Arnaud Desplechin, Les lumières de sa ville

Portrait d'Arnaud Deplechin4 min

Rendez-vous est pris entre deux scènes de tournage dans les salons du Grand Hôtel Mercure à Roubaix. Le cinéaste fantasque venu filmer son 12e long-métrage à Roubaix, sa ville natale, apprécie ce moment d’échange. Une respiration tout en chuchotements qui le dégage quelques instants des rouages millimétrés et rythmés de la réalisation.
Rencontre avec un homme singulier, ouvert aux fantômes et empli d’une belle lumière.

Roubaix, partir pour mieux revenir

En plus de 30 ans de carrière, Arnaud Desplechin, amoureux du cinéma d’auteur, a été nommé 56 fois dans des festivals et a obtenu plusieurs prix dont le prix Louis-Delluc en 2004 pour Rois et Reine et l’Etoile d’Or du réalisateur pour Un conte de Noël en 2009 ! Cinq de ses longs métrages ont été tournés à Roubaix, ville où le cinéaste a vécu et étudié jusque l’âge de 17 ans. Ville à laquelle il est toujours très attaché pour l’identité meurtrie qu’elle lui inspire : « Jeune homme, j’ai eu besoin de fuir cette ville, de m’arracher à mes racines. J’ai intégré l’école de cinéma l’IDHEC à Paris et dès mon premier moyen métrage, La vie des morts, j’ai souhaité revenir tourner ici comme pour livrer quelque chose qui vienne de mon passé, de ma vie, de moi. Je reste fasciné par cette ville, par les signes d’un passé industriel très prospère alors qu’aujourd’hui, la réalité n’est plus la même.

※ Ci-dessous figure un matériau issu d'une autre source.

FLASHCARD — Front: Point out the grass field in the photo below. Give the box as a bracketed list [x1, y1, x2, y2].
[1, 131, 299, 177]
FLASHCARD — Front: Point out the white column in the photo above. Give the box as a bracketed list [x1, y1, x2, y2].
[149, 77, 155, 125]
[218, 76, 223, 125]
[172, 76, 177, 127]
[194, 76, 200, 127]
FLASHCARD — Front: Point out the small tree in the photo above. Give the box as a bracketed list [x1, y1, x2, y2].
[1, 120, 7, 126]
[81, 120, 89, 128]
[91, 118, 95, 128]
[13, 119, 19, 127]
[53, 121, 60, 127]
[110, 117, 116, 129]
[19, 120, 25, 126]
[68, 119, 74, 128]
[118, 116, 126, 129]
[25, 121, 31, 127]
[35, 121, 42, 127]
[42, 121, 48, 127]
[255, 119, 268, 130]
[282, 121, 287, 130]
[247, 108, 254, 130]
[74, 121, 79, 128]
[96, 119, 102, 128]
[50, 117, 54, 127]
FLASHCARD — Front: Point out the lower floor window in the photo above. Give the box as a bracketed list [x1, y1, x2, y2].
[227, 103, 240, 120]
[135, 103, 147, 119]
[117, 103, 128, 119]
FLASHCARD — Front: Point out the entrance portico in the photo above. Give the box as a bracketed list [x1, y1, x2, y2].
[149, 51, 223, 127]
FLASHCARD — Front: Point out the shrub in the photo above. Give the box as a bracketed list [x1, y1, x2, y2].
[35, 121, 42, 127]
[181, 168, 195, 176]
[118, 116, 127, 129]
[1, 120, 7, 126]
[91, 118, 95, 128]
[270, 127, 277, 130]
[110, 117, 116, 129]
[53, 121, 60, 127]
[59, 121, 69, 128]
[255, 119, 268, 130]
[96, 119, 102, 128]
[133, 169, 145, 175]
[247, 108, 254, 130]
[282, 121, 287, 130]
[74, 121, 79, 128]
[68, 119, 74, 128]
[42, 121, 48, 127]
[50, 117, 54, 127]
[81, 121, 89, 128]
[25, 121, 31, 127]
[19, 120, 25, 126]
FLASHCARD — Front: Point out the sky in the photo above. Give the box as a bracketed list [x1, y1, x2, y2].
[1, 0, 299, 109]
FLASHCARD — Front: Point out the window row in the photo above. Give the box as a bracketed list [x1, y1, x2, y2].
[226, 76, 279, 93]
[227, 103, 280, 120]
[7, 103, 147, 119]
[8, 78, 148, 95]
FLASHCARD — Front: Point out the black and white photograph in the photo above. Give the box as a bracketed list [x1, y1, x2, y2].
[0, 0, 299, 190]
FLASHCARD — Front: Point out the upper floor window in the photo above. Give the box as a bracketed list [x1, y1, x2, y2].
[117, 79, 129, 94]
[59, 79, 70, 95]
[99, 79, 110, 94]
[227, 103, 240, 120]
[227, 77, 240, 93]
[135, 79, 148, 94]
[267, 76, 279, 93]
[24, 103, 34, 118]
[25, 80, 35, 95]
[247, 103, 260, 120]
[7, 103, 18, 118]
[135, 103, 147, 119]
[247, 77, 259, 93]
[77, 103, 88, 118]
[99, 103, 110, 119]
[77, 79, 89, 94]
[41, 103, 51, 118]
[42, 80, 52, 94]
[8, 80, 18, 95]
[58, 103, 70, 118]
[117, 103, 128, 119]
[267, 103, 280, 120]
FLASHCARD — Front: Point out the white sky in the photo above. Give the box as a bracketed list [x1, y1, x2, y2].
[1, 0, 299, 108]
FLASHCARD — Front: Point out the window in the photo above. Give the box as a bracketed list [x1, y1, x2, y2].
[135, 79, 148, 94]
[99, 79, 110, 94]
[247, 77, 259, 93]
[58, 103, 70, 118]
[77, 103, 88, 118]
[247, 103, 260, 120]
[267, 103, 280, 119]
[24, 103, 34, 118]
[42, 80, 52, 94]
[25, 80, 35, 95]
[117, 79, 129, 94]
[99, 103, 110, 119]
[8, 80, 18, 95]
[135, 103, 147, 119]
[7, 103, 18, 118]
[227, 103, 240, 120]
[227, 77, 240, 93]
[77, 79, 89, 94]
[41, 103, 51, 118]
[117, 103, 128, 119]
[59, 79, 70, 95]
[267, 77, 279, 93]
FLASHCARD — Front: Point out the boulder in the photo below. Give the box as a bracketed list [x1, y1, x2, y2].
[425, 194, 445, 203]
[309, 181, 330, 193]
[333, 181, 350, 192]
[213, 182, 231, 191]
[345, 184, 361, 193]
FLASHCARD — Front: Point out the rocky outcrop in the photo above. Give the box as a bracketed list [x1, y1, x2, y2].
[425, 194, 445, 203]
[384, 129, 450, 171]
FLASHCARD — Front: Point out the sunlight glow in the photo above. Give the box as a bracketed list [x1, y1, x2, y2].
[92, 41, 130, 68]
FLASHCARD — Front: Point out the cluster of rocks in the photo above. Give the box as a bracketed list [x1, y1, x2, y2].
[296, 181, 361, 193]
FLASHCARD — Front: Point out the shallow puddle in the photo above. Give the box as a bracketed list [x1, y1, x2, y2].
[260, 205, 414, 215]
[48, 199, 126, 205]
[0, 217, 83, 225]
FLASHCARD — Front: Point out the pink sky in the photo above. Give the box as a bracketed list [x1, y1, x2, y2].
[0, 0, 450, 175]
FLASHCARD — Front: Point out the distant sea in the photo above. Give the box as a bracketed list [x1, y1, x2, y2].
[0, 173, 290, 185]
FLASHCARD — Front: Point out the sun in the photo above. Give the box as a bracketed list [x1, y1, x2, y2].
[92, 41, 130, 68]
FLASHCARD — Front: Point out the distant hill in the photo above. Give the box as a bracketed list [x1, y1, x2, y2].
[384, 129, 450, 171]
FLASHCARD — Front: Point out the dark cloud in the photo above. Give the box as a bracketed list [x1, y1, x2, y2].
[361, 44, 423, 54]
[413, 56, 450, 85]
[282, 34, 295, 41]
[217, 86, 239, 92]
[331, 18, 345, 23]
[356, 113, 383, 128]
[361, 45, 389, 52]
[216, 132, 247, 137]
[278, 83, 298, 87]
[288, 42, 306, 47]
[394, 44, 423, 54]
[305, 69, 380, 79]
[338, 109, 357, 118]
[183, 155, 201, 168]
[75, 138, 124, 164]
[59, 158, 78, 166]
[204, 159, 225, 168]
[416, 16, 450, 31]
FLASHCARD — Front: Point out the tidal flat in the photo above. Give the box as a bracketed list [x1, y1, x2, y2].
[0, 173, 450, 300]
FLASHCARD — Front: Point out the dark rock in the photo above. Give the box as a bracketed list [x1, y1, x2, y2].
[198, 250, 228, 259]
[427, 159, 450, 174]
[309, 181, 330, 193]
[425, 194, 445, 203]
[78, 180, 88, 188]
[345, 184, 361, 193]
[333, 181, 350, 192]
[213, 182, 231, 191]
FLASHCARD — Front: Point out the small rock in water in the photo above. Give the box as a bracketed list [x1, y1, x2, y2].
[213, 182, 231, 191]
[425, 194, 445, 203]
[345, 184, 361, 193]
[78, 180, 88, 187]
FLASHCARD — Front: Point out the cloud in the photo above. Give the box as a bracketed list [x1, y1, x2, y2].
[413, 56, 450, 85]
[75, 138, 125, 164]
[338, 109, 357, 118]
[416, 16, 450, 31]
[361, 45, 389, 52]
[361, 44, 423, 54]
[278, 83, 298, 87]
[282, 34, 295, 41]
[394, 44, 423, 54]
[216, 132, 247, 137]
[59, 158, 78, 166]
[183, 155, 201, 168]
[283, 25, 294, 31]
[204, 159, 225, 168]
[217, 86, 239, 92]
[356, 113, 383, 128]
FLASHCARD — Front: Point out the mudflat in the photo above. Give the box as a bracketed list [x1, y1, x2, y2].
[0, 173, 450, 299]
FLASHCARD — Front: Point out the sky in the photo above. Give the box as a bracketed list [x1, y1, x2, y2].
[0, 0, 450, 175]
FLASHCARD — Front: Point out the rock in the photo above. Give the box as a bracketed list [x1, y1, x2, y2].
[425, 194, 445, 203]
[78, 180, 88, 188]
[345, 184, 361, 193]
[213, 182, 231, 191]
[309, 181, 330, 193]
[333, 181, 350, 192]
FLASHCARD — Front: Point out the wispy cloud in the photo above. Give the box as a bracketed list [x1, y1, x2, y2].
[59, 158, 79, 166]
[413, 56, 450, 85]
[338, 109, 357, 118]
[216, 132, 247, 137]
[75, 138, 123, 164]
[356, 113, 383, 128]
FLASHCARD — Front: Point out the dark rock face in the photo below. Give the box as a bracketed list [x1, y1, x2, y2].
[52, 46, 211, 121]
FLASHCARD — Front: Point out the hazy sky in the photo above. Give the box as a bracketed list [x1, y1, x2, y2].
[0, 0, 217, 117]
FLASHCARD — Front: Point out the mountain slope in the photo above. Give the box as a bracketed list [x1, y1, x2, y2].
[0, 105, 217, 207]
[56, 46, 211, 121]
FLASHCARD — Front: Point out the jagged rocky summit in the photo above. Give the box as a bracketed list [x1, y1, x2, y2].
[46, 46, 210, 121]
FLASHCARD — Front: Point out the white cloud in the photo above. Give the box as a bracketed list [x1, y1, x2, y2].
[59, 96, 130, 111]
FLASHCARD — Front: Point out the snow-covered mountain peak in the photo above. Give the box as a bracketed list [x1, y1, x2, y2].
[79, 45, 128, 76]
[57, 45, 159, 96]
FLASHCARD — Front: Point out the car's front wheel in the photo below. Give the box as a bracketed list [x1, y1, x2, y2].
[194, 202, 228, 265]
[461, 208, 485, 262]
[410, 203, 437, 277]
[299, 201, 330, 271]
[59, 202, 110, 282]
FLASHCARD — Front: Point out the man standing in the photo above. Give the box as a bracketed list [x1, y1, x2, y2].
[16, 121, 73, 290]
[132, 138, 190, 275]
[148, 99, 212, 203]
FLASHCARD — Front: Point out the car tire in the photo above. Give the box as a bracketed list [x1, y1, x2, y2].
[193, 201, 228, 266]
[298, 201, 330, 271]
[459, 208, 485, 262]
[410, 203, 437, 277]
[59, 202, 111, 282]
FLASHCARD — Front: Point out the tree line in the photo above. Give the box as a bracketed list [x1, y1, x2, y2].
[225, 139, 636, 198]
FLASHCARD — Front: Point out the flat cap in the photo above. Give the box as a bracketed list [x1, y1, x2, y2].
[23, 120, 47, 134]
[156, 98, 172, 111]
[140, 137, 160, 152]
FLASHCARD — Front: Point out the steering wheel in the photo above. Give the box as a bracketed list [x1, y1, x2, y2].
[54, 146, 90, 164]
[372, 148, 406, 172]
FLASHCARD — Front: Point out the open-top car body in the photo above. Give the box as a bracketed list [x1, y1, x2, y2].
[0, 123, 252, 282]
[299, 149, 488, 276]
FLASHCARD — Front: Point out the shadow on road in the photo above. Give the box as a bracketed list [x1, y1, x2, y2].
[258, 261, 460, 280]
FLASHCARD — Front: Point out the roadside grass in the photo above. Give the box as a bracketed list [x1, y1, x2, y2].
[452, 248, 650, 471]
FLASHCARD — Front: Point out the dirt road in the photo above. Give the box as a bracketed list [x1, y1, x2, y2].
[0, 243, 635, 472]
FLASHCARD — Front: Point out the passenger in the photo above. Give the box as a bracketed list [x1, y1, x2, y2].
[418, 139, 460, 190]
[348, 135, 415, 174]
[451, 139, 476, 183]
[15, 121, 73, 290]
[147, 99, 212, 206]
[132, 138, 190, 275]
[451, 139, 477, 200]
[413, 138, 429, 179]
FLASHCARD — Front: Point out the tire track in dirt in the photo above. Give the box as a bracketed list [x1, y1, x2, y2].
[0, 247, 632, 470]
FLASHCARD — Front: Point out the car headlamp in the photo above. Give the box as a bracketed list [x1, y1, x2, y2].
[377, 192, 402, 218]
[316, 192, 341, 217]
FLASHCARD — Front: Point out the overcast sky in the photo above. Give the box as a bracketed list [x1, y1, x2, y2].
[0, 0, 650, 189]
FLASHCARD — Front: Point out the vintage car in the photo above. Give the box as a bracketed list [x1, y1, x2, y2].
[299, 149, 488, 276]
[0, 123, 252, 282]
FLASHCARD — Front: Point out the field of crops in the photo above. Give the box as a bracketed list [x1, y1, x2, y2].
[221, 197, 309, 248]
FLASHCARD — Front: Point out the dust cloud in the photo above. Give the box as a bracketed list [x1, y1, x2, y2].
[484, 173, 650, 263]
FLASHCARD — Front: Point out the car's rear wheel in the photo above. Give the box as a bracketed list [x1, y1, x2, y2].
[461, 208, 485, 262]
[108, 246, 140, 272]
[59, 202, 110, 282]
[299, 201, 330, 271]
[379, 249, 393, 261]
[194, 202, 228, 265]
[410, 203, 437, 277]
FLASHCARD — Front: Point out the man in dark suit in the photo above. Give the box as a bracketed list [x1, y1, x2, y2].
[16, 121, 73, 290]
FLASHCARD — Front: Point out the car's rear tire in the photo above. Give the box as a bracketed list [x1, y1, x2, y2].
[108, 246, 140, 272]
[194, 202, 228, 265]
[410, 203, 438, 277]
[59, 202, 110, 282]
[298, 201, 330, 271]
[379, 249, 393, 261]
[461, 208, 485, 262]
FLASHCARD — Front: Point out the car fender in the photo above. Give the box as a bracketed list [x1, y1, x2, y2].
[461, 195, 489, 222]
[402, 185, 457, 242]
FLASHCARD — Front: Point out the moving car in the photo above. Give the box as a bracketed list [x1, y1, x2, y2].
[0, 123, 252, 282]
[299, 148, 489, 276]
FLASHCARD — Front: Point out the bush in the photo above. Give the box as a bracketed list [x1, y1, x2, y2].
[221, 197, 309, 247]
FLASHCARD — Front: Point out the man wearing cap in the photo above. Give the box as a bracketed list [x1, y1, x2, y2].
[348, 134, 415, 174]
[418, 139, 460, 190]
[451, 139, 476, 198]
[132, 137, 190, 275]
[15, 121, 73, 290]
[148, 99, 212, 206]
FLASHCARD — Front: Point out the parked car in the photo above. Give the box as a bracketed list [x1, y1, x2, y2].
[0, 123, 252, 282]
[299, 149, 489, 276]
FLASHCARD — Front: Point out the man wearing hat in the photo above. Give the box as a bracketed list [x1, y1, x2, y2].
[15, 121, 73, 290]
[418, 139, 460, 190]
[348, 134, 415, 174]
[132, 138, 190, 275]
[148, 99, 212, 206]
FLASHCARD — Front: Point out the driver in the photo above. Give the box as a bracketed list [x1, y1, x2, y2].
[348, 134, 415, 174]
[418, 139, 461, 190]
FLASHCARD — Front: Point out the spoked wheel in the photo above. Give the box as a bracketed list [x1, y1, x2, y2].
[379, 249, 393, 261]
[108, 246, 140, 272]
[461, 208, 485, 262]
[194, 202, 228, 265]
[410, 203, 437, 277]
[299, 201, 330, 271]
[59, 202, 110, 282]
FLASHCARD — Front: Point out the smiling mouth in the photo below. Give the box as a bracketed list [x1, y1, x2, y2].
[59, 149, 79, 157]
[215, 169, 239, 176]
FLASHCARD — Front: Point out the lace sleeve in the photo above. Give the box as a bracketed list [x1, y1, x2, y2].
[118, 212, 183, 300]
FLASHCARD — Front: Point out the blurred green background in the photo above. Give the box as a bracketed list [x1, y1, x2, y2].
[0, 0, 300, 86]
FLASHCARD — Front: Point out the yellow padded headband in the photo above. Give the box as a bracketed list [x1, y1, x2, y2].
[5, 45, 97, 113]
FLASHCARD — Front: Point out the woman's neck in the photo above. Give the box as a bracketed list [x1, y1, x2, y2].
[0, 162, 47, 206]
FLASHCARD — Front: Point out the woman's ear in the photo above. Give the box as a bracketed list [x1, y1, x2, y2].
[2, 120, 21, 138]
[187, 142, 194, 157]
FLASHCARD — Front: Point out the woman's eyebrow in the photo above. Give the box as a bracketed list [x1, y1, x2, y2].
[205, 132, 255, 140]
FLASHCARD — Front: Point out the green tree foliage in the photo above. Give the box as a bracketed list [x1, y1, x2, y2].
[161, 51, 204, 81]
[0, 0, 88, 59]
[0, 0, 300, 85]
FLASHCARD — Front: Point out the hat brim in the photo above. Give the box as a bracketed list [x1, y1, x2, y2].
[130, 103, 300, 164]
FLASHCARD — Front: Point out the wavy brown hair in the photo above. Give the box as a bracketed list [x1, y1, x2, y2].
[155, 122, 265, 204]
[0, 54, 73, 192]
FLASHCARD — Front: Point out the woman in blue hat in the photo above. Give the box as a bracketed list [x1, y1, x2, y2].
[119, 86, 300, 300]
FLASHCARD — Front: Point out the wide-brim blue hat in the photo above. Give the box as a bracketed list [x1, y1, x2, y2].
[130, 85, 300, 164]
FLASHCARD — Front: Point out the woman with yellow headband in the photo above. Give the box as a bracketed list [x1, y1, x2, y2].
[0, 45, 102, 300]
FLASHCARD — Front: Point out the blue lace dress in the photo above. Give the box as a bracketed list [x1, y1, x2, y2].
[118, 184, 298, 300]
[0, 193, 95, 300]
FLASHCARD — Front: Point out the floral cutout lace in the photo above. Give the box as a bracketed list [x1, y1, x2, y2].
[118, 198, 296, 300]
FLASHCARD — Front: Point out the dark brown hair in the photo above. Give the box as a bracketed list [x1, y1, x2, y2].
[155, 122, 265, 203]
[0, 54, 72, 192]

Il y a comme un devoir, une fierté à résister et à revenir. »

Un point de vue intellectuel humain

Le long métrage tourné s’intitule Roubaix, une lumière. Il relate un fait divers inspiré par un vrai meurtre commis par deux jeunes femmes, interprétées par les actrices françaises Léa Seydoux et Sara Forestier. Le commissaire Daoud incarné par Roschdy Zem mène l’enquête, sillonne la ville qui l’a vu grandir. Voitures brûlées, altercations… Le film met en scène un monde en crise et se charge d’une mission : rendre leur humanité aux coupables. Au réalisateur de préciser : « Vous faites comment avec la misère ? Je n’ai pas de propos sociologiques ni même politiques. Mes deux héroïnes viennent d’un milieu socialement très dur, elles ont un destin tragique. Et pourtant une lumière scintille en elles. Quelque chose de l’ordre de l’amour qui transcende le poids de la réalité. Des soubresauts magnifiques. »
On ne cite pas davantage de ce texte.